Conservation of biological diversity and ecological integrity
In Bentley v BGP Properties Pty Ltd[28] Preston CJ said:
“Maintaining ecological integrity involves maintaining ecosystem health. Ecosystems become unhealthy if their community structure (species richness, species composition or food web architecture) or ecosystem functioning (productivity, nutrient dynamics, decomposition) has been fundamentally upset by human pressures …
The conservation of threatened species is an essential action in the conservation of species diversity, and hence of biological diversity and ecological integrity.”
[28] (2006) 145 LGERA 234 at [61], [63].
The character, resilience and values of the receiving environment
The character, resilience and values of the receiving environment are matters identified in para (e) of the definition of standard criteria which the Court is required to take into account under s 191(g) of the EPA.
The first respondent submitted that the agreed ecological value of the DSC and low resilience to changes in groundwater supply are clearly matters requiring careful consideration. Similarly the potential loss of the core habitat of the most important population of the threatened black-throated finch and the very low resilience of the species to further impact are matters requiring careful consideration.
The public interest
Paragraph (i) of the definition of the standard criteria in the EPA identifies the public interest as another matter which the Court must consider under s 191(g) of the EPA.
The public interest involves a discretionary balancing exercise of the widest import confined only so far as the subject matter and the scope and purpose of the statute may enable[29].
[29]See O’Sullivan v Farrer (1989) 168 CLR 210 at 216; Water Conservation & Irrigation Commission (NSW) v Browning (1947) 74 CLR 492 at 504-5 (Dixon J); McKinnon v Secretary, Department of Treasury (2006) 228 CLR 423 at [55].
The first respondent submitted that while the public interest is a relevant consideration under both the EPA and MRA, they are two very different Acts with very different objects. This means, said the first respondent, that there are different frameworks for considering the public interest under the two Acts. The MRA provides a system aimed at promoting the development of the mining resources of the State, while the EPA is focussed on the protection of the environment. These elements overlap to some extent but they are quite different, said the first respondent, and it would be wrong to assume that the public interest aspect of the mining lease application under the MRA and the consideration of public interest in the application for the environmental authority under the EPA are the same.

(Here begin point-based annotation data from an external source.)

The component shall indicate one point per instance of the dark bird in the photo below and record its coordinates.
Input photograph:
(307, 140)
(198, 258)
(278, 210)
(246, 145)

This submission will be considered below when discussing the application of the public interest test under the EPA.
The relevance of environmental harm for the objections decision
Section 14 of the EPA defines “environmental harm” to mean:
“14 Environmental harm
(1) Environmental harm is any adverse effect, or potential adverse effect (whether temporary or permanent and of whatever magnitude, duration or frequency) on an environmental value, and includes environmental nuisance.
(2) Environmental harm may be caused by an activity –
(a) whether the harm is a direct or indirect result of the activity; or
(b) whether the harm results from the activity alone or from the combined effects of the activity and other activities or factors.”
The first respondent submitted that:
·An act that adversely affects the biological integrity of the Moses Springs, loss of biodiversity, the concentration of CO2 in the atmosphere, or the climate, constitutes environmental harm.
·While s 191 of the EPA and the standard criteria do not refer to environmental harm specifically, it is clear from the structure and objects of the EPA that the risk and extent of likely environmental harm is central to assessing any application for an environmental authority and, therefore, any objections decision.
·The EPA directly links the concept of environmental harm to an environmental authority granted under it in the following way:
ØSections 437 and 438 of the EPA provide criminal offences for unlawfully causing serious or material environmental harm (which are defined in ss 16 and 17 of the EPA).
ØIn the context of sections 437 and 438, causation of environmental harm must be construed by reference to section 14.
ØSection 493A provides that serious or material environmental harm is lawful, if amongst other things, it is authorized under an environmental authority.
·Therefore, the environmental harm that the mining activity will cause (which, absent the environmental authority, is unlawful) must be considered in granting an environmental authority for it. Were this not the case, the decision to grant the authority would authorize something that was not considered in making the decision.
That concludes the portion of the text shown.